Ativista Domingos da Cruz questiona submissão angolana "à vontade de um homem"

por Lusa

O ativista angolano Domingos da Cruz, considerado pelo Tribunal de Luanda como líder de uma associação de malfeitores e em liberdade provisória desde quarta-feira, questiona o facto do povo angolano estar a "submeter-se à vontade de um homem".

O professor universitário, que faz parte do grupo de 17 ativistas angolanos, condenados a 28 de março a penas entre os dois anos e três meses e oito anos e meio, por atos preparatórios de rebelião e associação de malfeitores, falou à Lusa após a libertação, por ordem do Tribunal Supremo, tendo admitido que falta aos angolanos a perceção da "grandeza da unidade".

Em entrevista à Lusa, o ativista, autor do livro que desencadeou a operação policial que a 20 de junho de 2015 levou à generalidade das detenções neste processo, emitiu a sua opinião sobre o processo e o seu desfecho, abordou os dias em esteve preso e como continua a ver o país e as autoridades de Angola.

Classificou como "difíceis" os primeiros dias após a detenção, sem acesso a visitas e colocados em condições, que considerou "degradantes".

"Locais onde havia baratas, ratos. De uma forma sintética, um espaço infra-humano, que não é adequado para acolher pessoas", recordou Domingos da Cruz.

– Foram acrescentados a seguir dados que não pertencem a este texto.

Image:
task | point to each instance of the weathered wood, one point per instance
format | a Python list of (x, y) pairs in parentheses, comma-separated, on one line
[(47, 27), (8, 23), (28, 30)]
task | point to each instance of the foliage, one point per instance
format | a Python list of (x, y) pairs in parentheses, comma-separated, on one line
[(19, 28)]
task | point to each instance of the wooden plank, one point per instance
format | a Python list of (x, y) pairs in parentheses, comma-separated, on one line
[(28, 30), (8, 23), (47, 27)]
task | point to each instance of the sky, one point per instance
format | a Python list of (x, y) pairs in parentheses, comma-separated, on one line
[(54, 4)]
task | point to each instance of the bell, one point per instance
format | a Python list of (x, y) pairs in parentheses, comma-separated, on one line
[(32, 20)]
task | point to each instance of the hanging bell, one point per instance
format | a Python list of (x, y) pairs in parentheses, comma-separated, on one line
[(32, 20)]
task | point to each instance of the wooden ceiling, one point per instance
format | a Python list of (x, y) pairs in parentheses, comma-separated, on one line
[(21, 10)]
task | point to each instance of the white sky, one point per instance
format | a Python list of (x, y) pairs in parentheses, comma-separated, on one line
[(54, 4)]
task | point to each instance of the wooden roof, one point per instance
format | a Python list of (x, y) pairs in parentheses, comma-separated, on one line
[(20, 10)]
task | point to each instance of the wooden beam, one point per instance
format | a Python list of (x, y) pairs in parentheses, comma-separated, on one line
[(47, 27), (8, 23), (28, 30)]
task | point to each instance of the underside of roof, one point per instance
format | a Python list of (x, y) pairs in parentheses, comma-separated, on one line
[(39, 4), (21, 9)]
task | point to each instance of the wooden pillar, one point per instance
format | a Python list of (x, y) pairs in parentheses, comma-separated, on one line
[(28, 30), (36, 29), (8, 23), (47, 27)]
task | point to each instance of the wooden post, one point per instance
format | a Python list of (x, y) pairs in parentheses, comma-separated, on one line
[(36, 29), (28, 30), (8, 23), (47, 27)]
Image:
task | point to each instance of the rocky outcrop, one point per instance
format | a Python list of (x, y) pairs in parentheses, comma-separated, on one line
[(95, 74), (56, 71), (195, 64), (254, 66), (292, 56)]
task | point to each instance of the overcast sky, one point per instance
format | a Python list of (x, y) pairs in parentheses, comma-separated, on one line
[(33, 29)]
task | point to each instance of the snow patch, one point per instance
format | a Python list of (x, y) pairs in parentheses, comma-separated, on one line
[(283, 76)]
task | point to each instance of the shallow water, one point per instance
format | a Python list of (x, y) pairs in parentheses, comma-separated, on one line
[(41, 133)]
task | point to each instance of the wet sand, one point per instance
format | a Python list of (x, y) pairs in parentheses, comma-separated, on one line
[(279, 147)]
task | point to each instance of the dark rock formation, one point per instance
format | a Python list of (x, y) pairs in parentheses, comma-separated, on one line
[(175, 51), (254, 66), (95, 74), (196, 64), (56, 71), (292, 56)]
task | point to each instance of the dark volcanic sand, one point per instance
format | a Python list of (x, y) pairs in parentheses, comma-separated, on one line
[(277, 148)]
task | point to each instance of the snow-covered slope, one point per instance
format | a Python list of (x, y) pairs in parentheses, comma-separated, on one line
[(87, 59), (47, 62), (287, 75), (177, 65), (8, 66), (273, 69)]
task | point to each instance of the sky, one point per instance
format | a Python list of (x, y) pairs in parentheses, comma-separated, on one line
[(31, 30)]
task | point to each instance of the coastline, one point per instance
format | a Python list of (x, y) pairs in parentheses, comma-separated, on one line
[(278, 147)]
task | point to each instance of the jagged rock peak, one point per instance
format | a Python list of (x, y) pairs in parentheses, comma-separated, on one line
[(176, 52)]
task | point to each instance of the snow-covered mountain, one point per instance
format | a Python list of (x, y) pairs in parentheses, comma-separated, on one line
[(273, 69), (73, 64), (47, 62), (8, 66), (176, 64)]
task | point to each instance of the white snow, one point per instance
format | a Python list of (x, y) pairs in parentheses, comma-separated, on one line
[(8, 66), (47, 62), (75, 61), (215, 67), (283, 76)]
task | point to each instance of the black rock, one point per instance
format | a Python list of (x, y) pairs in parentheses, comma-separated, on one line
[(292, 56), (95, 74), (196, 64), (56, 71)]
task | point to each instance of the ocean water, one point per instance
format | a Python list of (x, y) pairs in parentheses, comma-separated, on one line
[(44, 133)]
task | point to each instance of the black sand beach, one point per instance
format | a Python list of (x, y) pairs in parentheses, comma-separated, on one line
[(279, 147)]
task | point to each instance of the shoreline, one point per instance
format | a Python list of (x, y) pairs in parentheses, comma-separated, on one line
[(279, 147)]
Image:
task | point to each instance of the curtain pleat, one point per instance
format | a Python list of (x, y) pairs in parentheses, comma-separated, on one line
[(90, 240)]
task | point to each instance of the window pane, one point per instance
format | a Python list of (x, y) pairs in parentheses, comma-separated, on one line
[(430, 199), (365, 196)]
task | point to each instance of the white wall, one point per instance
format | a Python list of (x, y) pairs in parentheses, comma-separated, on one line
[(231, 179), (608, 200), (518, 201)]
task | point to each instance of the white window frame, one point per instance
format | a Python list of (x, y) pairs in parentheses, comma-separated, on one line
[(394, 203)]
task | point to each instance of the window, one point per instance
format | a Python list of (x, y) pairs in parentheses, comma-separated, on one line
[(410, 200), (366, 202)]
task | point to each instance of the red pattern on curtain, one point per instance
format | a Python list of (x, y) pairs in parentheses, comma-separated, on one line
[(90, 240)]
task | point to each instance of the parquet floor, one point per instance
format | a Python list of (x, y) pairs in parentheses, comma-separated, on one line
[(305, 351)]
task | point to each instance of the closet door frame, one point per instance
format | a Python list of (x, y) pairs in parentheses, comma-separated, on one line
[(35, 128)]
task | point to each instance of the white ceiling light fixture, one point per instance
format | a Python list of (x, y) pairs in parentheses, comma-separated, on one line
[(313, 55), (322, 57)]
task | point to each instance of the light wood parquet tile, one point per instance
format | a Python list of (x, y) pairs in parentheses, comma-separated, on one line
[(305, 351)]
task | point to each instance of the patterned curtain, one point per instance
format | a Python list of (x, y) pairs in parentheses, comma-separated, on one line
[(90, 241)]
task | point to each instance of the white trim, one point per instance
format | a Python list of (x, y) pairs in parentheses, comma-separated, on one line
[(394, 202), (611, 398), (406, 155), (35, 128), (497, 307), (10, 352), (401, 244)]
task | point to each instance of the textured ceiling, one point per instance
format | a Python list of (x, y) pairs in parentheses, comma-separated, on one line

Para o ativista e investigador, este processo demonstra que os angolanos se encontram ainda numa "sociedade autoritária" e onde o nível de cultura política é "claramente autoritário", demonstrando que ainda há um longo caminho a percorrer para que se venha a ter uma Angola diferente.

"A minha ideia era permanentemente, de que aquilo era sinal, ou que nos encontramos num país extremamente atrasado, do ponto de vista político, por um lado, mas, por outro lado, também mostrava-me preocupado pelo facto de não haver uma sociedade capaz de levantar-se de forma conjunta", disse o ativista, autor da obra "Ferramentas para Destruir o Ditador e Evitar uma Nova Ditadura", que o grupo de ativistas contestatários do regime de José Eduardo dos Santos debatia numa formação que deveria decorrer durante algumas semanas.

Domingos da Cruz conclui que, "efetivamente do ponto de vista rigoroso", Angola não tem um sistema judicial e que precisa caminhar muito para que os angolanos possam ter um país diferente.

"Mas há uma questão fundamentalíssima, logo após à nossa condenação, a minha pergunta foi: somos mais de 26 milhões de habitantes, como é que tanta gente consegue submeter-se à vontade de um homem, talvez seja pelo facto de não sermos capazes de perceber, digamos, a grandeza da unidade, juntos somos mais fortes", manifestou.

"Por exemplo, prenderam 15 inicialmente depois tornámo-nos 18, como deve calcular, se as pessoas tivessem percebido que não é possível prender um milhão ou 100.000 pessoas, que eventualmente se possam revoltar, seguramente que as pessoas agiriam.

De forma sintética, já nas celas a questão que eu sempre levantei, como é que um povo consegue se submeter à vontade de um tirano, impressiona-me, a capacidade de um povo se submeter", criticou o ativista.

Nos dias que se seguem, Domingos da Cruz, considerado o líder do grupo e condenado a pena mais alta - oito anos e seis meses - vai continuar a pensar e a produzir ideias, o que mais gosta e sabe fazer, até que lhe consigam provar que "escrever um livro e divulgar ideias e partilhá-las é crime".

"Para mim é perfeitamente razoável discutir ideias e é sinal de progresso civilizacional. Quem está disponível para discutir ideias é uma pessoa evoluída e portanto não posso parar, seria regredir do ponto de vista civilizacional", frisou.

Agradeceu o apoio dde familiares e amigos nesse período, e lembra que também foram muitos os que não se solidarizaram, facto que não critica, porque está consciente que as pessoas não são obrigadas a seguir as opções por si feitas.

"Uns não fizeram, não por serem maus, talvez por medo e temos que tentar compreender o medo dessas pessoas e aproveitar a ocasião para dizer que nós somos mais de 26 milhões de pessoas, o opressor é só um, com um grupo à sua volta", reiterou.

Do grupo de 17 ativistas angolanos, 16 foram postos em liberdade condicional na sequência do provimento do Tribunal Supremo ao `habeas corpus`, apresentado pela defesa após a condenação a 28 de março.